Scossa a Reggio Calabria: arrestato il sindacalista Maurizio Chiarolla, candidato del centrosinistra alla presidenza della V Circoscrizione. Secondo la Dda avrebbe minacciato altri sindacalisti e imposto assunzioni nelle società che lavorano per Hitachi Rail. Contestata anche l’aggravante mafiosa. Un sindacalista, candidato del centrosinistra alle elezioni circoscrizionali, arrestato con l’accusa di avere imposto assunzioni e intimidito altri rappresentanti dei lavoratori con modalità mafiose. È il nuovo scenario emerso dall’inchiesta della Direzione distrettuale antimafia di Reggio Calabria, che ha portato all’arresto di tre persone per tentata estorsione aggravata dal metodo mafioso. Tra i destinatari dell’ordinanza di custodia cautelare emessa dal gip Claudia Colli c’è Maurizio Chiarolla, 48 anni, esponente della Confsal-Fismic e candidato alla presidenza della V Circoscrizione Reggio Centro-Sud.
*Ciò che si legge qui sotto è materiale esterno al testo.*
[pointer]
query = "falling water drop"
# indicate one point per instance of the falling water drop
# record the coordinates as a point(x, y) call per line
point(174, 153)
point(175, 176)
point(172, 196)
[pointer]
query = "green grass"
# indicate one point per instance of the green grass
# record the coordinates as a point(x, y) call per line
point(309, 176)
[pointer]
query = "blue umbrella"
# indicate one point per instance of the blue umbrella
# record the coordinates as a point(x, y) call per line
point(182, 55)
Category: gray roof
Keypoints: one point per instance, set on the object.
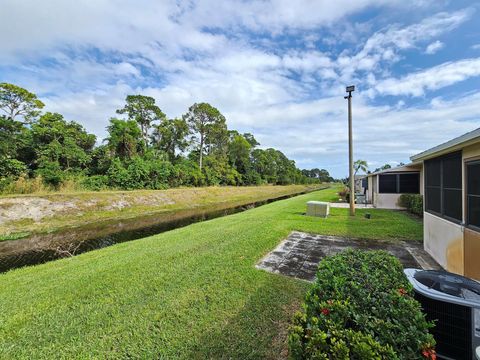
(402, 168)
(452, 145)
In carcere sono finiti anche Salvatore Aricò e Roberto Puglia.

Le minacce ai sindacalisti di Cisl e Uil

Secondo la ricostruzione della Dda guidata dal procuratore Giuseppe Borrelli, gli arrestati avrebbero minacciato due sindacalisti, Antonio Hanaman della Cisl e Gabriele Labate della Uil. L’obiettivo, secondo gli investigatori, sarebbe stato quello di costringerli a non ostacolare l’assunzione di lavoratori sponsorizzati da Chiarolla nelle società operanti all’interno dello stabilimento Hitachi Rail Spa di Reggio Calabria. Una vicenda che, secondo gli inquirenti, si sarebbe sviluppata in un clima di forte pressione e intimidazione.